MicroRNA Monitoring in Human Alveolar Macrophages from Patients with Smoking-Related Lung Diseases: A Preliminary Study

Davida Mirra  1 Renata Esposito  1 Giuseppe Spaziano  1 Liberata Sportiello  2   3 Francesca Panico  4 Antonio Squillante  5 Maddalena Falciani  6 Ida Cerqua  7 Luca Gallelli  4 Erika Cione  8 Bruno D'Agostino  1
Affiliations

MicroRNA Monitoring in Human Alveolar Macrophages from Patients with Smoking-Related Lung Diseases: A Preliminary Study

Davida Mirra et al. Biomedicines. .

Abstract

Chronic obstructive pulmonary disease (COPD) is a progressive lung disease that is commonly considered to be a potent driver of non-small cell lung cancer (NSCLC) development and related mortality.

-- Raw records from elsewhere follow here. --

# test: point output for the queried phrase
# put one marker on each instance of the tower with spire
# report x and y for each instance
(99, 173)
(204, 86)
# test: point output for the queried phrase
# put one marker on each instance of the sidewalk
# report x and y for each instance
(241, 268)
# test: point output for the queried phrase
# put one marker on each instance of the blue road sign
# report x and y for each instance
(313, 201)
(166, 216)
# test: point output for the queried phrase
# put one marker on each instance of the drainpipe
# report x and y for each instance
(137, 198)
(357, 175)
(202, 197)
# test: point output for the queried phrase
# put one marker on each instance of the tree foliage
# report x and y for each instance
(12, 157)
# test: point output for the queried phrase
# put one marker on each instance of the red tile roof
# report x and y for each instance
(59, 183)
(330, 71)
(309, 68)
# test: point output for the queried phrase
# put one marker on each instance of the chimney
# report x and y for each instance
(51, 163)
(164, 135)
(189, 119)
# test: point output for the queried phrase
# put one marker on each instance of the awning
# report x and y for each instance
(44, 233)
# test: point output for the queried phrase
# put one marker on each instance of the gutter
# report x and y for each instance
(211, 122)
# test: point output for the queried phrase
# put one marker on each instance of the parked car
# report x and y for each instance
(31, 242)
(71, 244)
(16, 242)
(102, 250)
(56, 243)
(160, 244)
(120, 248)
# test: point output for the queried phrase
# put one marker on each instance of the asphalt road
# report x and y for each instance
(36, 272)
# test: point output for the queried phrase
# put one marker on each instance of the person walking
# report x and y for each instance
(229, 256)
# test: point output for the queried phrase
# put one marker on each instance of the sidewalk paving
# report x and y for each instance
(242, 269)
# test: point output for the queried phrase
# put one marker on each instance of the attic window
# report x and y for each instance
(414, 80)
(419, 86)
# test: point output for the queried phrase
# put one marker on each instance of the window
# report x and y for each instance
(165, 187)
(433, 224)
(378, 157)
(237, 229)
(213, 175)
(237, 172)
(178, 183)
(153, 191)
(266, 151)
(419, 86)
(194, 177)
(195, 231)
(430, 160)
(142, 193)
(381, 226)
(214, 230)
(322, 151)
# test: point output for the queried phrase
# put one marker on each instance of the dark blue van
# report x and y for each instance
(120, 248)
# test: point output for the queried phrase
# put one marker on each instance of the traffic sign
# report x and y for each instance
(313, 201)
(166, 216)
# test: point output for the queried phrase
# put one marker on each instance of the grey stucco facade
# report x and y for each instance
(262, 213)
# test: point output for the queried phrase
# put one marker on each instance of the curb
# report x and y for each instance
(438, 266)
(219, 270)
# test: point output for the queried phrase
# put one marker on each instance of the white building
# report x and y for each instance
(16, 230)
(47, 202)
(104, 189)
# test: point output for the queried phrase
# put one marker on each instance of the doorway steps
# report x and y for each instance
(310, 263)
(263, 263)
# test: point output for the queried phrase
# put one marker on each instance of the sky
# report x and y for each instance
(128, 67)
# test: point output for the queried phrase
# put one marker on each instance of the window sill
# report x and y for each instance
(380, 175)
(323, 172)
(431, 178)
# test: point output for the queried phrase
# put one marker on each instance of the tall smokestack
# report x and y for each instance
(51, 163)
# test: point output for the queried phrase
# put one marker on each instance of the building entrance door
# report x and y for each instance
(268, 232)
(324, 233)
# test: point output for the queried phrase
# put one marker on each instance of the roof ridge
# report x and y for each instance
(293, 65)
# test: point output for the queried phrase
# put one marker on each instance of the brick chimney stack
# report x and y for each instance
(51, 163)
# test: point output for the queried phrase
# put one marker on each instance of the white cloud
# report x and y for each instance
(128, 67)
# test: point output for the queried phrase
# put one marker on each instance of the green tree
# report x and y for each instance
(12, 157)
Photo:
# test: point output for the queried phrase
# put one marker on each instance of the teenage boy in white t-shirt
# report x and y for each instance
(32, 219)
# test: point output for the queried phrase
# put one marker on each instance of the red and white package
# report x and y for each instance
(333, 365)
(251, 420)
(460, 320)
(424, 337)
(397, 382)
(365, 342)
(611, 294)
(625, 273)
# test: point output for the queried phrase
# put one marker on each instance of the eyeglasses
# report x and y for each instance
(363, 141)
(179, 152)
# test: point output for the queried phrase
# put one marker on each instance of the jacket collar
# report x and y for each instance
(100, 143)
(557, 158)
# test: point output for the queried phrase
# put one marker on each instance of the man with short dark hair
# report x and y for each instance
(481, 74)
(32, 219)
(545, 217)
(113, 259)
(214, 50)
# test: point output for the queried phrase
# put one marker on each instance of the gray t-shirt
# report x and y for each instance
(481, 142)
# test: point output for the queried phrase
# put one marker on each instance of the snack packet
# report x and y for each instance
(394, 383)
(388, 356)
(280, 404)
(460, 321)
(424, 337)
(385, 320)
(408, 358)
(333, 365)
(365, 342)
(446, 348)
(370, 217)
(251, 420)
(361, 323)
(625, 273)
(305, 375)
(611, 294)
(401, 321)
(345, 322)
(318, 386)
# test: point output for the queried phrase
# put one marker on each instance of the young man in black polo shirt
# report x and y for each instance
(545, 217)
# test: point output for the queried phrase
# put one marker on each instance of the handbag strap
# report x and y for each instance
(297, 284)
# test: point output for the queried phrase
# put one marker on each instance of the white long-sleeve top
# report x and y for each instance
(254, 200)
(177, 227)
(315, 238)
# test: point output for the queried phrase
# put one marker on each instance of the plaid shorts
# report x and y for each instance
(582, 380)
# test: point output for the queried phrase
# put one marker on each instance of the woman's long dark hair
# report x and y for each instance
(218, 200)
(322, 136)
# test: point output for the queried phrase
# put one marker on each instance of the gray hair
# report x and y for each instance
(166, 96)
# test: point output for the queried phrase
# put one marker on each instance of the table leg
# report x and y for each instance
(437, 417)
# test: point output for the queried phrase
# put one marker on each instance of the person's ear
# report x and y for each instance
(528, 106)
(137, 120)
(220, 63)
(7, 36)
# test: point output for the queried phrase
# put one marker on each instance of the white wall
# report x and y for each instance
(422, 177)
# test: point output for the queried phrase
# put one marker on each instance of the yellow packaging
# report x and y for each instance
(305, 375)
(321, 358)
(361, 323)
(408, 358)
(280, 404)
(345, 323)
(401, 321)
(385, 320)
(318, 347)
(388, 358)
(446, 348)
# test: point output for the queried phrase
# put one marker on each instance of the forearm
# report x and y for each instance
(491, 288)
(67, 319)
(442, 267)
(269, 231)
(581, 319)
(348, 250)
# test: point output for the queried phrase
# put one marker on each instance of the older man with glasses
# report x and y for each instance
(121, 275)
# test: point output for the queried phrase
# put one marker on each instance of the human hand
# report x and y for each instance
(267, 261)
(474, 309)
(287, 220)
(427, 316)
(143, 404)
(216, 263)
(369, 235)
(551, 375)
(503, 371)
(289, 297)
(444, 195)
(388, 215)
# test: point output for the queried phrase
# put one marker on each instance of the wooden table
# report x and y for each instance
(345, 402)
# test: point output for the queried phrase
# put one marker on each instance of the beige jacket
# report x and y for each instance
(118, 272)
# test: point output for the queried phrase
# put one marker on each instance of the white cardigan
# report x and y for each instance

A growing body of evidence supports a role of the immune system, mainly played by alveolar macrophages (AMs), in key axes regulating the development of COPD or NSCLC phenotypes in response to harmful agents. MicroRNAs (miRNAs) are small non-coding RNAs that influence most biological processes and interfere with several regulatory pathways. The purpose of this study was to assess miRNA expression patterns in patients with COPD, NSCLC, and ever- or never-smoker controls to explore their involvement in smoking-related diseases. Bronchoalveolar lavage (BAL) specimens were collected from a prospective cohort of 43 sex-matched subjects to determine the expressions of hsa-miR-223-5p, 16-5p, 20a-5p, -17-5p, 34a-5p and 106a-5p by RT-PCR. In addition, a bioinformatic analysis of miRNA target genes linked to cancer was performed. Distinct and common miRNA expression levels were identified in each pathological group, suggesting their possible role as an index of NSCLC or COPD microenvironment. Moreover, we identified miRNA targets linked to carcinogenesis using in silico analysis. In conclusion, this study identified miRNA signatures in AMs, allowing us to understand the molecular mechanisms underlying smoking-related conditions and potentially providing new insights for diagnosis or pharmacological treatment.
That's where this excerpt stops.